The open-loop approach with the dose determined offline can be seen to be theoretically correct and was demonstrated to work properly under the idealized assumption of model parameters that are exactly known. However, it was not possible to prevent the situation where the steady-state concentration of the drug is outside the therapeutic range due to parametric uncertainties. The parametric uncertainties ultimately caused a bias in the system static gain, rendering the determined open-loop dose either ineffective or toxic. Therefore, such a design cannot be considered robust [19,20].
On the other hand, the advantage of the closed-loop approach with the integral controller is that the drug concentrations converged to the requested steady-state value regardless of the actual values of uncertain model parameters. Due to this, for an appropriately chosen controller gain ( k i ), the trajectories of the drug concentrations converged to the desired steady-state level ( r ) aperiodically (i.e., without overshoots). Therefore, any violation of the therapeutic range could be avoided and the therapy was completely safe.
Finally, by adding the state feedback control with an appropriate robust control design, we could achieve the stabilization of a system that became unstable due to uncertainties while ensuring the convergence of the drug concentration to the requested steady-state value.

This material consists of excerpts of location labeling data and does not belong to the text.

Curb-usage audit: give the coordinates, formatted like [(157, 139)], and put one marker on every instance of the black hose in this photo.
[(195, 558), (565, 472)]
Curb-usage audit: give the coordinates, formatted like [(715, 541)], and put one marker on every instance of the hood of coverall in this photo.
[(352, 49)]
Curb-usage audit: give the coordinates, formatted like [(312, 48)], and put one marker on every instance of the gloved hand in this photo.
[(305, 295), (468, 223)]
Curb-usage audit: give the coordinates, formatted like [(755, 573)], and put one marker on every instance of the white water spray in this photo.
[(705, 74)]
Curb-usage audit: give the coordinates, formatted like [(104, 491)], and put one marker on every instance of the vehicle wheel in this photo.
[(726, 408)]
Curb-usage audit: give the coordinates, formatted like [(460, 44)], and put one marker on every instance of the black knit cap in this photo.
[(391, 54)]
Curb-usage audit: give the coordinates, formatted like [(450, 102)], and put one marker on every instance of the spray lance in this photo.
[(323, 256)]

It was shown that after stabilization of the unstable object, it was possible to successfully control the repeated drug administration.
Compared with the fixed dose protocol, the closed-loop delivery scheme is very flexible in affecting the time until the drug concentration reaches the therapeutic range. The performance of the closed loop therapy can be tuned by adjusting the integration gain k i and the state-feedback gain K in terms of tuning the corresponding parameters of robust control design algorithm (25), which should be chosen in such a way that the monotonic concentration growth is ensured. In this way, the aggressiveness of the therapy can be adjusted to minimize the delays in reaching the therapeutic range by increasing the integration gain. However, a reasonable trade-off between the speed and safety of the therapy must be chosen since more aggressive policies usually lead to dangerous overshoots and, ultimately, to deteriorated robustness. It is important to note that with increasing control aggressiveness, the sensitivity of the control performance with respect to the magnitude of parametric uncertainties also typically increases.

5. Conclusions

This paper considers the pharmacokinetic compartmental model, which the authors designed and parametrically identified from in vivo concentration samples [4,14]. The aim was to design a dosing protocol for repeated administration. It was supposed that the model parameters are uncertain due to numerous reasons, which means that their values vary within a finite interval. The limits of the parametric uncertainties were individually set to 10% of the corresponding nominal values.
Because repeated drug dosing is essentially a discrete time process, it was decided to solve the problem completely in the discrete time domain. To this end, the original continuous time model was first transformed into its discrete time counterpart, and both the open-loop and the closed-loop analyses were performed solely in the discrete time domain. The repeated drug dosing problem was approached in the following three different ways:
First, in the open-loop approach, the system static gain and the doses of constant size, which were repeatedly administered, were determined, forcing the drug concentration to reach the given steady-state level of the drug concentration and to maintain this level for a given time interval.
Second, in the closed-loop approach, the initial oral dose was administered, and after the dosing interval T = 6 h, the sample of the drug concentration was taken. Information about its value was passed to the integrating controller, which computed the size of the next dose. This strategy could ensure that drug concentrations converge to the requested steady-state value regardless of actual uncertain model parameters.
In the third approach, the problem of repeated drug dosing for the subject (more precisely, its model), which was not only uncertain but also unstable, was resolved. Although, at first glance, such a situation may seem very rare or even impossible to happen in a living body, it has been shown that this is nothing unnatural. These issues were discussed in Section 3.6.
It can be concluded that the main practical limitation of the proposed strategy is in providing full state feedback; yet, this requirement can be reduced using a state observer [5]. Hence, the required feedback reduces to sensing only the drug concentration in the output compartment, which, today, is feasible due to the extensive development of sensors and wearable electronic devices for biomedical applications.
The results presented in Section 3.6 create the basis for a future analysis of the possible treatment of tumor growth, which is typically an unstable system. This problem is briefly outlined in Appendix A in the form of a short authors’ reflection.

Author Contributions

Conceptualization, data acquisition and curation, implementation of in vivo experiments, Z.V. and A.V.; methodology, Z.V.; software, M.D.; validation, Z.V., A.V. and M.D.; formal analysis, E.M.; investigation, A.V. and E.M.; resources, J.P.; writing—original draft preparation, Z.V. and A.V.; writing—review and editing, M.D. and A.B.; visualization, M.D.; supervision, E.M.; funding acquisition, J.P. All authors have read and agreed to the published version of the manuscript.

Funding

The research is supported by the grant VEGA 1/0049/20–Modelling and control of biosystems, granted by the Ministry of education, science, development, and sport of the Slovak republic.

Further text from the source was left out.